Hamiltonian parameter inference from resonant inelastic x-ray scattering with active learning
Marton K. Lajer, Xin Dai, Kipton Barros, Matthew R. Carbone, S. Johnston, M. P. M. Dean
TL;DR
The paper tackles the challenge of extracting reliable low-energy Hamiltonians from information-dense RIXS data, where inverse scattering is typically underconstrained. It introduces a Bayesian-optimization workflow that couples RIXS spectral simulations within the KH formalism (via EDRIXS) to a Gaussian-process surrogate of a spectral-distance metric, enabling efficient, automated inference of multi-parameter atomic models. Applied to NiPS3, NiCl2, Fe2O3, and Ca3LiOsO6, the approach achieves parameter estimates that reproduce hand-fitted spectra and provides the first atomic-model parameters for Fe2O3 and Ca3LiOsO6, while exposing multiple near-minima and symmetry-based distinctions among solutions. Overall, the method automates inverse scattering in quantum materials, offering a scalable path toward high-throughput, model-agnostic parameter inference and paving the way for more sophisticated cluster or impurity models and automated experimental design.
Abstract
Identifying model Hamiltonians is a vital step toward creating predictive models of materials.
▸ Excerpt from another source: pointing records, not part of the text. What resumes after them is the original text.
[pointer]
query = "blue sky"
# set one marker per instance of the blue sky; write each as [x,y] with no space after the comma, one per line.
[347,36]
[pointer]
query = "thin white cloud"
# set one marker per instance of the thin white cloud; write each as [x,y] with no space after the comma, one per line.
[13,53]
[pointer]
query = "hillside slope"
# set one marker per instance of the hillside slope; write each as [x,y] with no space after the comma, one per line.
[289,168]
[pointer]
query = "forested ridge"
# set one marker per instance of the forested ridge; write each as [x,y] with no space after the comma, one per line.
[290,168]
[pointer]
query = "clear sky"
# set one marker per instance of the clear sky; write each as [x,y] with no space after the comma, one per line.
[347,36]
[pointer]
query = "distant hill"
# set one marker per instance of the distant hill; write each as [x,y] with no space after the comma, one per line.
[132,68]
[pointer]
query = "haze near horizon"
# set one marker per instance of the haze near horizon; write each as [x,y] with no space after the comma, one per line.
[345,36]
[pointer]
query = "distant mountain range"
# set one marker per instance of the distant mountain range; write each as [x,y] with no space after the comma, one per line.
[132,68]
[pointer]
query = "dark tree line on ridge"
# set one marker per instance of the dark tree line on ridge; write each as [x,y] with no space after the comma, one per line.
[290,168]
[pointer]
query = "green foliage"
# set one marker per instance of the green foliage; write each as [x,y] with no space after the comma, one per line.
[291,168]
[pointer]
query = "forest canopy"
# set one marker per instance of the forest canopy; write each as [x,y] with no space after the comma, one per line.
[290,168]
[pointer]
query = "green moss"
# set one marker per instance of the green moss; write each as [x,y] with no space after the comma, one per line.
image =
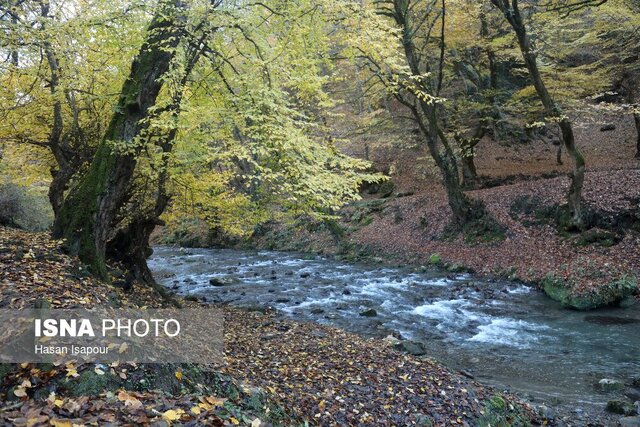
[498,412]
[91,384]
[5,368]
[602,296]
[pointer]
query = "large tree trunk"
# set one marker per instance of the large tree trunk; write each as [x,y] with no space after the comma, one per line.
[87,216]
[510,10]
[426,116]
[469,172]
[636,119]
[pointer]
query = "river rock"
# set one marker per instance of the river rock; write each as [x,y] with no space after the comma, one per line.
[545,412]
[415,348]
[369,313]
[630,422]
[632,393]
[608,384]
[621,407]
[218,282]
[391,340]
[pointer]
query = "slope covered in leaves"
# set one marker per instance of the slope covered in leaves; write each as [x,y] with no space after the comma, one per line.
[277,372]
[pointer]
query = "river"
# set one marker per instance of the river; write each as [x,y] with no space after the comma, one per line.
[505,334]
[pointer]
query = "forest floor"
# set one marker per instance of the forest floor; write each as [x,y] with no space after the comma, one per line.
[522,187]
[277,372]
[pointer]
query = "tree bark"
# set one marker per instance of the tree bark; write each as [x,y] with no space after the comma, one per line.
[87,216]
[426,117]
[636,119]
[510,10]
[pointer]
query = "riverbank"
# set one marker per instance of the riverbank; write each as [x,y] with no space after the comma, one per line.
[278,372]
[500,332]
[595,268]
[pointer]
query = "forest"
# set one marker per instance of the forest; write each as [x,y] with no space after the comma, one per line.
[409,212]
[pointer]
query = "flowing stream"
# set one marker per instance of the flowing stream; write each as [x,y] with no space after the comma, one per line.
[503,333]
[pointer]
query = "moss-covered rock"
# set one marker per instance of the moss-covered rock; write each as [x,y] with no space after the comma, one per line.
[89,383]
[605,295]
[499,412]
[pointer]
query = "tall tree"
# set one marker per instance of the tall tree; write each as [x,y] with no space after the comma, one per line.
[513,14]
[420,89]
[88,213]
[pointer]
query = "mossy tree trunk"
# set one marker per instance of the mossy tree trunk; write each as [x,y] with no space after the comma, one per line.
[87,216]
[511,12]
[130,245]
[636,119]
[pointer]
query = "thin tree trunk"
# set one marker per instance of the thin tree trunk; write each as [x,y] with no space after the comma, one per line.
[636,119]
[87,216]
[510,10]
[426,117]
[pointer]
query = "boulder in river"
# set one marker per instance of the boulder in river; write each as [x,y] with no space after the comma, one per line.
[218,282]
[369,313]
[630,422]
[621,407]
[608,384]
[391,340]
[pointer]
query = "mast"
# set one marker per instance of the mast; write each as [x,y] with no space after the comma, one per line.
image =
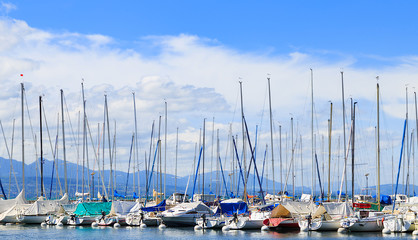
[165,148]
[84,138]
[293,160]
[136,147]
[110,148]
[23,140]
[353,105]
[416,122]
[406,179]
[281,162]
[378,144]
[211,157]
[177,150]
[271,140]
[63,141]
[301,161]
[243,143]
[40,140]
[345,146]
[312,137]
[203,161]
[329,154]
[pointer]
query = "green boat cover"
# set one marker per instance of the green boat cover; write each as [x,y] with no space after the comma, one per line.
[93,208]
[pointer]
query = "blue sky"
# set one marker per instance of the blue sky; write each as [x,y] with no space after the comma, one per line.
[193,53]
[360,28]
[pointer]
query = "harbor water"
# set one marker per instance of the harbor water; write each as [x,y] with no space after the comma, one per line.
[122,233]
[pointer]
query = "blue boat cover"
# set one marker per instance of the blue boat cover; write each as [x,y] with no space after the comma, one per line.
[157,208]
[342,193]
[135,196]
[230,208]
[93,208]
[384,199]
[116,194]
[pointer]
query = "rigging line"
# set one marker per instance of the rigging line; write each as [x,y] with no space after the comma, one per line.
[236,106]
[52,148]
[30,123]
[129,166]
[95,155]
[10,155]
[69,120]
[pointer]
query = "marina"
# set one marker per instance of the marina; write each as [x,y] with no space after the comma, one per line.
[208,120]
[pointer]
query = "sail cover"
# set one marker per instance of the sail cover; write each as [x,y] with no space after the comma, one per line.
[45,207]
[231,206]
[7,204]
[122,207]
[93,208]
[157,208]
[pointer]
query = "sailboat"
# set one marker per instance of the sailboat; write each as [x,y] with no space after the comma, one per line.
[327,217]
[185,214]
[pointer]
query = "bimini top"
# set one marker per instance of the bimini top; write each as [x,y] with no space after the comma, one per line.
[231,206]
[93,208]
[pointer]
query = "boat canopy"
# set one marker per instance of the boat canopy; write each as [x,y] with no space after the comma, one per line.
[192,206]
[44,207]
[122,207]
[231,206]
[287,209]
[9,203]
[157,208]
[93,208]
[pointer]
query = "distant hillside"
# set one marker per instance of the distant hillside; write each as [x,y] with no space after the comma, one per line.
[121,179]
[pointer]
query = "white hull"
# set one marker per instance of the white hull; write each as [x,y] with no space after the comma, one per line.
[10,219]
[373,224]
[398,224]
[54,220]
[32,219]
[77,221]
[320,225]
[187,220]
[245,223]
[211,223]
[136,220]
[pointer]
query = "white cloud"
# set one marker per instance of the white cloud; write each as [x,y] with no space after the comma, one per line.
[7,7]
[197,77]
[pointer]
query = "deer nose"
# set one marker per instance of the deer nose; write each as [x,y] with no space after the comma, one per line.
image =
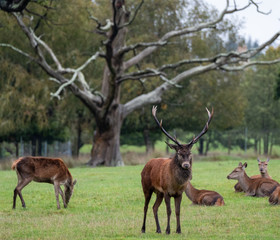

Here, we combine Bayesian optimization with the EDRIXS numerical package to infer Hamiltonian parameters from resonant inelastic X-ray scattering (RIXS) spectra within the single atom approximation. To evaluate the efficacy of our method, we test it on experimental RIXS spectra of NiPS3, NiCl2, Ca3LiOsO6, and Fe2O3, and demonstrate that it can reproduce results obtained from hand-fitted parameters to a precision similar to expert human analysis while providing a more systematic mapping of parameter space. Our work provides a key first step toward solving the inverse scattering problem to extract effective multi-orbital models from information-dense RIXS measurements, which can be applied to a host of quantum materials. We also propose atomic model parameter sets for two materials, Ca3LiOsO6 and Fe2O3, that were previously missing from the literature.